La quatrième étape du voyage de la compagnie aérienne consistait à définir la taxonomie des produits, que Leibman a qualifié de «l’un des efforts les plus torturés que nous ayons traversés» parce qu’il n’y avait pas de bonnes réponses. Ensuite, il y a eu plus de «discussions torturées» autour des rôles des parties prenantes dans le produit. Le propriétaire du produit devait travailler avec toutes les parties prenantes, mais tout le monde ne serait pas propriétaire.

Mais l'entreprise a défini les rôles, a constitué des équipes de parties prenantes et s'est organisée autour des produits. Mais il y a eu plus de revers, a-t-elle dit. «Lors de notre première réunion d'équipe de deux pizzas, nous avons mangé 12 pizzas, donc nous avons vraiment évolué dans ce processus.»

Cela a finalement conduit au sentiment que cela, a-t-elle déclaré, était «bien plus grand que DevOps. Nous avons dû faire appel à des talents externes, qui l'avaient déjà fait auparavant, pour vraiment nous guider et faire passer notre pratique au niveau supérieur.

L'un de ces experts était Clanton, qui a parlé de la croissance et du talent et de la culture – le côté humain des choses – étant le domaine le plus important pour réussir. La vision de l’entreprise avait été définie: offrir de la valeur plus rapidement. Cela reposait sur quatre piliers: l'excellence en matière de livraison, d'exploitation, de personnel et de technologie. Mais, dit-il, «Vous pouvez avoir une vision et une stratégie, mais la culture mange la stratégie pour le petit-déjeuner», a-t-il dit.
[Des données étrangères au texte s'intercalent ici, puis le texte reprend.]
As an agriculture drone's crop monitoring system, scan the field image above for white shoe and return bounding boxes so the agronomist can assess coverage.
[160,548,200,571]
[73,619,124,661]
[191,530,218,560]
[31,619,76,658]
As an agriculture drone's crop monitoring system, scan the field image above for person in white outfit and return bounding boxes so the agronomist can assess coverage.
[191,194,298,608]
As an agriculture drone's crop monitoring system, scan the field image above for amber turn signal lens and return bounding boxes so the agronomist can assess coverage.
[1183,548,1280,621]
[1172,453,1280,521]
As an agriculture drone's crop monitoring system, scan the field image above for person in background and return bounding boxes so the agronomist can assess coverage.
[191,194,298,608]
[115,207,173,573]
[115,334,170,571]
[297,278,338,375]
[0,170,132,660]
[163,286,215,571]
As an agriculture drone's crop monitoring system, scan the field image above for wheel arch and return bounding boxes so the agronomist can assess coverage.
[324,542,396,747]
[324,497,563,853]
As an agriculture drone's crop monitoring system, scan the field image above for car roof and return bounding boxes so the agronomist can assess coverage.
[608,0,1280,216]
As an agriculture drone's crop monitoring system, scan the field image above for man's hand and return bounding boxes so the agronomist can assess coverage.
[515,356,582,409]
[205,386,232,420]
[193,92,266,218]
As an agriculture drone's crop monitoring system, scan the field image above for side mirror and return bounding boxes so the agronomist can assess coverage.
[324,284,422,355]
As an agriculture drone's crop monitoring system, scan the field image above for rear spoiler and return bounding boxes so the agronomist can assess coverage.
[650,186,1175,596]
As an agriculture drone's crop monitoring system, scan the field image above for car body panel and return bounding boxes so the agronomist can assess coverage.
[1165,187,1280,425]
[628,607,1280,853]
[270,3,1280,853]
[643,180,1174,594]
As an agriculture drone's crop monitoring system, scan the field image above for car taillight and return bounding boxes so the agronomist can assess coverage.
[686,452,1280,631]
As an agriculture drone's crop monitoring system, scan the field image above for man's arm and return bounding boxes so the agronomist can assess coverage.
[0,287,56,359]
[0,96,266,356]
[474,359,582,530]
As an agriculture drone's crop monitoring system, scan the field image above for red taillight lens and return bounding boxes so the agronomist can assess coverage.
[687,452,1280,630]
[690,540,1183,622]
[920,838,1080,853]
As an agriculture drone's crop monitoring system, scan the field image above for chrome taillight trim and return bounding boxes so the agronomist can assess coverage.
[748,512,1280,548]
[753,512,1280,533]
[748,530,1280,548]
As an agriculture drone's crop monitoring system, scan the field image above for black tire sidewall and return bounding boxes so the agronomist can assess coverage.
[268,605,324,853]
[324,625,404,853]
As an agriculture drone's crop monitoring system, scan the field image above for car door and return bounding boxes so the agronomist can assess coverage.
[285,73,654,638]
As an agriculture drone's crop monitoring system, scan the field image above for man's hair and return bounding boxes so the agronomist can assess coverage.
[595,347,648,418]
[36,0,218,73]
Ils recherchaient des équipes de personnes passionnées, altruistes et responsables. «Nous voulions une équipe de personnes travaillant ensemble pour trouver comment maximiser la valeur commerciale», a-t-il déclaré.

Les dirigeants, a-t-il dit, sont là pour servir les équipes et supprimer les obstacles à leur travail. «Nous ne vendons pas cette transformation, tout le monde est à bord. Il s’agit d’accélérer et d’exécuter »le travail.